La réforme prévoit la création d’un nouveau statut de structure intercommunale, proposé aussi par le « comité Balladur », celui de « Métropole ». Ce statut est réservé aux villes de plus de 450.000 habitants (8 aires urbaines potentielles), sur la base du volontariat. La loi prévoit de les doter des compétences des régions ou des départements (action sociale, développement économique, collèges, lycées…). Cette mesure pourrait être audacieuse, car elle rapprocherait le citoyen du centre de décision. Mais sans garanties il risque d’y avoir quelques dérives (clientélisme, manque de financement…). Certains départements pourraient se voir appauvrir, sur leur territoire situé en dehors de leur métropole et de se retrouver sur une inégalité de traitement au sein d’un même territoire.

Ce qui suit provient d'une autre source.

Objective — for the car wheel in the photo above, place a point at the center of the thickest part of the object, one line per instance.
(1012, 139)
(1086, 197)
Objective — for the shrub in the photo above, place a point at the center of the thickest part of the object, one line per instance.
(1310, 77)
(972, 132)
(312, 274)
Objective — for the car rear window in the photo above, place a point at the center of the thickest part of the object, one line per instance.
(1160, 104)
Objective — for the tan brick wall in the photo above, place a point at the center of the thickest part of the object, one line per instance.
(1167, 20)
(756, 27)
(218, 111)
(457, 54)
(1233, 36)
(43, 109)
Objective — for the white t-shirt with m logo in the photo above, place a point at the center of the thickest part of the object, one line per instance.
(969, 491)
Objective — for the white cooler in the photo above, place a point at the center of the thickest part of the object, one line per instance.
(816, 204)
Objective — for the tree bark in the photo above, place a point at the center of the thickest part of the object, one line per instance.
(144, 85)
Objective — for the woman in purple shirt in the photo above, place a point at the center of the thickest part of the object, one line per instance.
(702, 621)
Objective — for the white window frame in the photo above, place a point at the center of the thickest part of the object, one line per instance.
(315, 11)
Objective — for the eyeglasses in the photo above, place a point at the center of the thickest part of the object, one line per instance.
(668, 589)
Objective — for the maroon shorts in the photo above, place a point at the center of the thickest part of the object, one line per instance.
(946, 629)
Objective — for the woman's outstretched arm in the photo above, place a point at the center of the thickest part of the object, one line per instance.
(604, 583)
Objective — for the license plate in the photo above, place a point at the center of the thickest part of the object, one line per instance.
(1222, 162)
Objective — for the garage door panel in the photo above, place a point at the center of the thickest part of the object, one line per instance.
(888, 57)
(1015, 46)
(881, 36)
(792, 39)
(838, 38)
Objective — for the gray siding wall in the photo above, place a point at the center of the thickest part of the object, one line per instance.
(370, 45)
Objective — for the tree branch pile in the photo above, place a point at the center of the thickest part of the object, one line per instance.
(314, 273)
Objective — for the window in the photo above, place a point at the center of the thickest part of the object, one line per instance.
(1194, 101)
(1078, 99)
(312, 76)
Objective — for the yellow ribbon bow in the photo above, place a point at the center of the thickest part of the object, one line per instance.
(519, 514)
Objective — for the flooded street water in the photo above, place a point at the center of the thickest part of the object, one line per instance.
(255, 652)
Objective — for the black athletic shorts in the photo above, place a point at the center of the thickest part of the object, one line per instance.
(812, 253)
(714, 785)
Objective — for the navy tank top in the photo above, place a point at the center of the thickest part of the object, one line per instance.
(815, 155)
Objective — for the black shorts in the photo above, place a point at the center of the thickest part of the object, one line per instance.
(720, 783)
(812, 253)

On peut noter positivement l’élection des conseillers communaux par suffrage universel direct en même temps que les conseillers municipaux. Par cette initiative, les intercommunalités rejoignent les autres collectivités dans un mode de fonctionnement plus démocratique.

Une réforme en demi-teinte bien en deçà des ambitions de départ
En enchaînant dans l’agenda politique le débat sur les collectivités territoriales avec le découpage des circonscriptions, en abordant cette réforme par son aspect électoral, le gouvernement manque son rendez-vous pour une réforme ambitieuse de l’architecture territoriale. La justification par la réduction du nombre de fonctionnaires et des moyens sert davantage à satisfaire les corporations d’élus plutôt qu’à donner une légitimité à la réforme en termes de réponses aux défis à venir.
En lieu et place, nous nous retrouvons avec une réforme timide dans la simplification des échelons administratifs comme dans la clarification des compétences de ces mêmes échelons ; une réforme risquée, à partir du moment où certaines mesures, telle que le maintien des cantons et les nouveaux modes de scrutin, ne sont motivées que par le mode de gouvernance et non par l’objectif à atteindre.
La Confédération sera particulièrement vigilante aux formes définitives que prendront ces propositions de lois et au débat parlementaire lors de leur présentation aux deux assemblées. Elle en informera les organisations CFDT concernées au fur et à mesure de l’avancée du dossier.